What stands out about this year's model is that it has dual cameras -- an unusual feature at this price. A slew of $200 phones unveiled at CES all featured the same iPhone 7 Plus–like setup, but the Blade ZMax is the first to offer it for less than $150. With the pair of sensors on the back, you can take pictures with artificially blurred backgrounds to highlight your subject. The Blade ZMax's 16-megapixel RGB sensor captures color information, while its 2-megapixel monochrome counterpart takes care of details. During my brief time with the new handset, this system worked, blurring out chairs and desks in the background while keeping the man in the foreground crisp.
The Blade ZMax's images fall short of those taken with iPhone 7 Plus, though. Apple's software delivers cleaner, sharper pictures with better-defined edges between the subject and the background. Upon closer inspection, I also noticed a halo effect around the subject in shots taken with the Blade ZMax. It could be because I was using a defective unit, although ZTE hasn't responded to my question as to whether this was the case. Still, the artifact was minor enough to overlook, and I'm not going to nitpick about a device that costs less than a night out with friends.
There's really not much else to say about the Blade ZMax. Its rear is covered with a grippier dotted texture than its predecessor's matte cover, while its battery is now 4,080mAh, up from 3,400mAh on last year's model. Impressively, the phone is ever so slightly (0.03 inch) slimmer than its predecessor, despite that larger cell inside.
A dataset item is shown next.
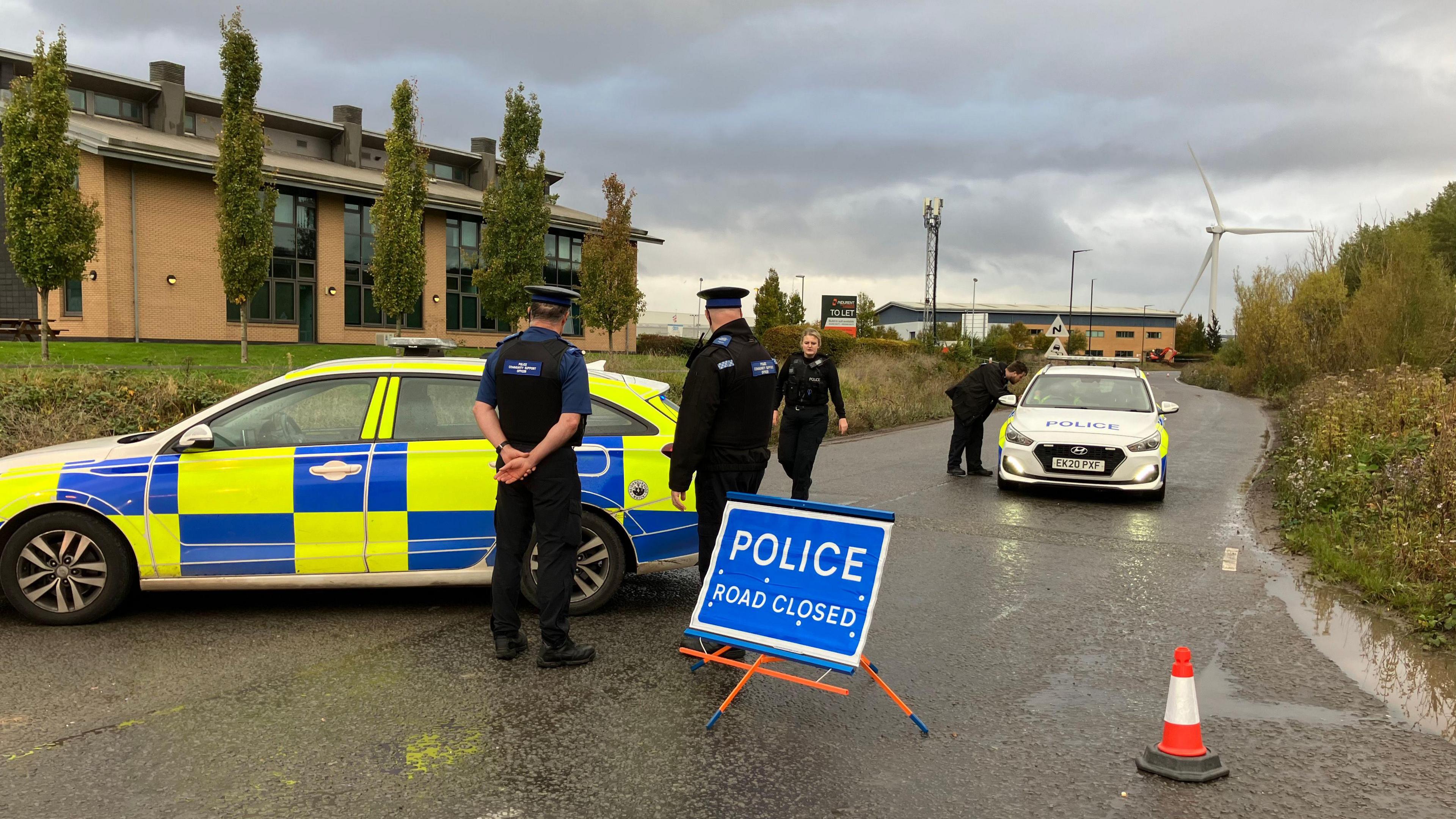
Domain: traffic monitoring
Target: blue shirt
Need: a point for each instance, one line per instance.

But I still prefer the older handset's aesthetic, which featured a blue rear with rose gold accents. The new rubbery cover feels comfortable, but it looks dull.
ZTE also opted for Japanese company Asahi's Dragontail glass on its display instead of Corning's Gorilla Glass. We'd seen this material on the Neo Reloaded as well, but Dragontail hasn't shown up in other phones yet. From my time with the Blade ZMax, the different glass had no noticeable impact on the screen's quality; colors and text on the 6-inch full HD display looked about as rich and sharp as on competing devices I've tested.